FETA: A Benchmark for Few-Sample Task Transfer in Open-Domain Dialogue
- URL: http://arxiv.org/abs/2205.06262v1
- Date: Thu, 12 May 2022 17:59:00 GMT
- Title: FETA: A Benchmark for Few-Sample Task Transfer in Open-Domain Dialogue
- Authors: Alon Albalak, Yi-Lin Tuan, Pegah Jandaghi, Connor Pryor, Luke Yoffe,
Deepak Ramachandran, Lise Getoor, Jay Pujara, William Yang Wang
- Abstract summary: This work explores conversational task transfer by introducing FETA: a benchmark for few-sample task transfer in open-domain dialogue.
FETA contains two underlying sets of conversations upon which there are 10 and 7 tasks annotated, enabling the study of intra-dataset task transfer.
We utilize three popular language models and three learning algorithms to analyze the transferability between 132 source-target task pairs.

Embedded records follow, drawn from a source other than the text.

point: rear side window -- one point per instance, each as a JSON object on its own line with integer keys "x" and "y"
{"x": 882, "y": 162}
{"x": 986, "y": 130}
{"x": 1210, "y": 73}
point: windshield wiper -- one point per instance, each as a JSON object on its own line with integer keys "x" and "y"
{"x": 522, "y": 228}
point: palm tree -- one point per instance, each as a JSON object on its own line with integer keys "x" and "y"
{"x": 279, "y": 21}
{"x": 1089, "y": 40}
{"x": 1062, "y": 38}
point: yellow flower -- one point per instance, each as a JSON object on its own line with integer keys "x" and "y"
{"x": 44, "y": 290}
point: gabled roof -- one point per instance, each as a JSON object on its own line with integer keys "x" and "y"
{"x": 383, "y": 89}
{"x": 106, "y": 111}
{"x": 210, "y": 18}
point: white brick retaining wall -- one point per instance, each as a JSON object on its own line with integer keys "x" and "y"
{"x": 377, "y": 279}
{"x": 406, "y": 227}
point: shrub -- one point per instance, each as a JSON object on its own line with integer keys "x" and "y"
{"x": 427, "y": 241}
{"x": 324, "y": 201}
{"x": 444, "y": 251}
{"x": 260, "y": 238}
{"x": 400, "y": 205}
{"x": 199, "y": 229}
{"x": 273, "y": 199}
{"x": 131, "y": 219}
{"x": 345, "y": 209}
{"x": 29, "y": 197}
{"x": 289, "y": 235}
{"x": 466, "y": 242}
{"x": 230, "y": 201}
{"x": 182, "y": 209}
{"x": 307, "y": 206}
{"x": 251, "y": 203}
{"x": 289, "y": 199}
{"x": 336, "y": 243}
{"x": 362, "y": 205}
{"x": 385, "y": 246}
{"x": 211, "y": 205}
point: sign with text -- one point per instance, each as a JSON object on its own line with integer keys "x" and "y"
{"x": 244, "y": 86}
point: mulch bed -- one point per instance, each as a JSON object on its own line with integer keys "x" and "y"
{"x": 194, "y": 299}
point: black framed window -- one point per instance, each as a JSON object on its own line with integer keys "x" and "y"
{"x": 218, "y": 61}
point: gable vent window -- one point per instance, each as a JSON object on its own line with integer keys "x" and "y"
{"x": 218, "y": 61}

- Score: 70.65782786401257
- License: http://creativecommons.org/licenses/by-sa/4.0/
- Abstract: Task transfer, transferring knowledge contained in related tasks, holds the
promise of reducing the quantity of labeled data required to fine-tune language
models. Dialogue understanding encompasses many diverse tasks, yet task
transfer has not been thoroughly studied in conversational AI. This work
explores conversational task transfer by introducing FETA: a benchmark for
few-sample task transfer in open-domain dialogue. FETA contains two underlying
sets of conversations upon which there are 10 and 7 tasks annotated, enabling
the study of intra-dataset task transfer; task transfer without domain
adaptation. We utilize three popular language models and three learning
algorithms to analyze the transferability between 132 source-target task pairs
and create a baseline for future work. We run experiments in the single- and
multi-source settings and report valuable findings, e.g., most performance
trends are model-specific, and span extraction and multiple-choice tasks
benefit the most from task transfer. In addition to task transfer, FETA can be
a valuable resource for future research into the efficiency and
generalizability of pre-training datasets and model architectures, as well as
for learning settings such as continual and multitask learning.